Lemonade by AMD: A Unified API for Local AI Developers

Feb 10, 2026

The AI PC Ecosystem for Developers, by Developers

Developers need free, private, and optimized on-device AI with:

All the LLM, speech, and image capabilities required for natural interactions and powerful outcomes.
Zero-friction deployment across the entire AI PC ecosystem, especially AMD Ryzen™ and Radeon™ products.

A growing community of open-source developers and AMDers is building Lemonade to make this a reality!

The Real Developer Challenge: Universal AI PC Deployment

For any developer working with local AI, the challenges are familiar: a mix of hardware architectures, competing runtimes, platform-specific optimizations, and deployment hurdles. The result is a fragmented ecosystem. These friction points slow down not just individual developers, but the broader AI PC ecosystem.

That's why Lemonade prioritizes the ecosystem’s needs:

Implemented in lightweight C++ for native and quick installation across Windows, Linux, MacOS and Docker.
Automatically configures optimized NPU, GPU, and CPU backends for text, image, and audio inference for each specific computer.
Ability to run multiple models simultaneously, limited only by available RAM.

Image Zoom

Detailed view of the AI PC software stack with GAIA as the agent SDK and Lemonade as the unified multi-modal API

Multi-Modal AI: Beyond Just Large Language Models

Modern AI applications extend well beyond text, and Lemonade is designed to support multiple generative modalities through a consistent, local‑first developer experience.

Text generation for natural language interfaces, agents, and tool‑driven workflows.
Image generation for content creation and visual feedback loops inside applications.
Speech‑to‑text and speech recognition for accessibility scenarios and hands‑free interaction.

Image Zoom

Screenshot from Lemonade App using image generation

Multi-Engine Architecture: Performance That Scales

Lemonade’s multi‑engine design lets developers focus on application behavior rather than hardware details. With Lemonade, developers interact with a unified interface that supports text generation, image synthesis, speech recognition, and text‑to‑speech across different hardware accelerators. Lemonade handles backend selection and optimization based on available hardware, reducing integration complexity while preserving flexibility.

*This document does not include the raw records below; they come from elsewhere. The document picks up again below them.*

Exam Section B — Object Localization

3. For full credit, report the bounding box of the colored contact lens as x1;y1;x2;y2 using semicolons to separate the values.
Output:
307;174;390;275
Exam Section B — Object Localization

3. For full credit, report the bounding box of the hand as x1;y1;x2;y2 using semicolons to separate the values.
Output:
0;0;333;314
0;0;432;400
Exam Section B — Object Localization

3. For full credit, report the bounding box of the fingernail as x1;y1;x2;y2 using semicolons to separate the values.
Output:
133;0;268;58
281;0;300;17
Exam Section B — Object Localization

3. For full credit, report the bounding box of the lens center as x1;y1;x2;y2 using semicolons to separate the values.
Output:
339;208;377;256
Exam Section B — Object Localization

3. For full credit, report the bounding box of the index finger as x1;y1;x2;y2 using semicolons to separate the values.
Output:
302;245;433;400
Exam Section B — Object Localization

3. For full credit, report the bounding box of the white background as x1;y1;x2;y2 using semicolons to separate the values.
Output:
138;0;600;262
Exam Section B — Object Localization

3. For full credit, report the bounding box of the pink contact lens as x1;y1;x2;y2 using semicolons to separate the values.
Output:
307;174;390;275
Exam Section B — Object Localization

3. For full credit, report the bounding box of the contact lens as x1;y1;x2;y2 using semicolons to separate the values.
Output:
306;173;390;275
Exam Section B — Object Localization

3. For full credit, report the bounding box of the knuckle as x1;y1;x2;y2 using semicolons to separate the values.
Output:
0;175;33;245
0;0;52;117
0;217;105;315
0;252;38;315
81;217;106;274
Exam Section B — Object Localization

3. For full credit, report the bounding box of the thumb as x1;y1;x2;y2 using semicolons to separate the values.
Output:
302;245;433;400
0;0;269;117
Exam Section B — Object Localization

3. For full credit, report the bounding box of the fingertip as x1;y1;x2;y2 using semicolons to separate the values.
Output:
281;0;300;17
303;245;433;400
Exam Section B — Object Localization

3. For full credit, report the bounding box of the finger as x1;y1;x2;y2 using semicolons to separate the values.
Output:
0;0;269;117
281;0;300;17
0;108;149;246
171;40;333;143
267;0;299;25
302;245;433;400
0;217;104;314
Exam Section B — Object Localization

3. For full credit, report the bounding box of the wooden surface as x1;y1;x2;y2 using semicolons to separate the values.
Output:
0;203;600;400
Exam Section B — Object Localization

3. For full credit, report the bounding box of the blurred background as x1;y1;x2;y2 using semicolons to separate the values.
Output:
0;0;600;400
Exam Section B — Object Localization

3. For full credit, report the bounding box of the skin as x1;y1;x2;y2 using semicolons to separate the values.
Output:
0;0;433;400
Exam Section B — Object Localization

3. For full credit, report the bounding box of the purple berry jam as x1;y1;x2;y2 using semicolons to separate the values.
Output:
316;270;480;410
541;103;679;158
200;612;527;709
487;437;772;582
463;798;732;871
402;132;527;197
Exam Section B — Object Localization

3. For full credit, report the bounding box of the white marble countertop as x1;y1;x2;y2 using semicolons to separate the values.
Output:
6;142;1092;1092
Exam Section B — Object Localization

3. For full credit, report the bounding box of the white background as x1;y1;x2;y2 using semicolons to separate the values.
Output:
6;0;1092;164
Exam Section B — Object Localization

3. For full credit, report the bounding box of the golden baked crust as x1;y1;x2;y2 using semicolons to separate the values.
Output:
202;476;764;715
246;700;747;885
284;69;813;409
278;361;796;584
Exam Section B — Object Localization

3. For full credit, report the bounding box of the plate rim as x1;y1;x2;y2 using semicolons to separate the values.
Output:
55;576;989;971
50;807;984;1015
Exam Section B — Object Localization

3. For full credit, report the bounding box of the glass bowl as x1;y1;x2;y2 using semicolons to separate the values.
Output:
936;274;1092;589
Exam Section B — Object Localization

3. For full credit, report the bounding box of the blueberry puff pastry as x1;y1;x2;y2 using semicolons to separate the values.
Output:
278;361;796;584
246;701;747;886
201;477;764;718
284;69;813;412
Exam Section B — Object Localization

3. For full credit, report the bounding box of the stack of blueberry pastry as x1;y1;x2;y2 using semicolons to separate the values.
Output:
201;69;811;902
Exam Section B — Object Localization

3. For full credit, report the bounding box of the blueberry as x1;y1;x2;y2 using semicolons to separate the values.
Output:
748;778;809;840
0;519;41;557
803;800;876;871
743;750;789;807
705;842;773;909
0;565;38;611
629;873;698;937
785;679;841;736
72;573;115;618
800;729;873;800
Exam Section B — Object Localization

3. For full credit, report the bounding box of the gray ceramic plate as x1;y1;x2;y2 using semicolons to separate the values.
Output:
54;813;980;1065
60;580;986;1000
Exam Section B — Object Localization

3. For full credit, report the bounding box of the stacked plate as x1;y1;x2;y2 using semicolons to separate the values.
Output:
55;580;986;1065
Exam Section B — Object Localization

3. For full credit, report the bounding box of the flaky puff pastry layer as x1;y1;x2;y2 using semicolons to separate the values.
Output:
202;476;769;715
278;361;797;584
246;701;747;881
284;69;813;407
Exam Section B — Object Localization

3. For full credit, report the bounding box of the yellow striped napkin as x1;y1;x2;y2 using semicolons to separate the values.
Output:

Engine support is ever-expanding and already includes: llama.cpp, ryzenai, FastFlowLM, whisper.cpp, stablediffusion.cpp, and Kokoro.

Lemonade Desktop App

Beyond the command‑line interface, Lemonade includes a full‑featured desktop application that serves as a central control center for local AI development. The app provides a graphical interface for downloading and managing your model library, with a visual Model Manager for browsing, installing, and organizing models. In addition to the built‑in chat experience, the UI exposes interfaces for working with common AI workflows such as image generation, speech input and output, embeddings, and reranking. This makes it easy to test models, switch configurations, and monitor server status from a single place during development.

Image Zoom

Screenshot of the Lemonade App with an LLM loaded

The desktop app also handles the complexity of backend selection and hardware optimization automatically, making it accessible to both developers and non-technical users. Whether you're experimenting with new models, building AI workflows, or want a user-friendly way to run LLMs locally, the desktop app lowers the barrier of entry from a developer tool into a comprehensive AI platform for your PC.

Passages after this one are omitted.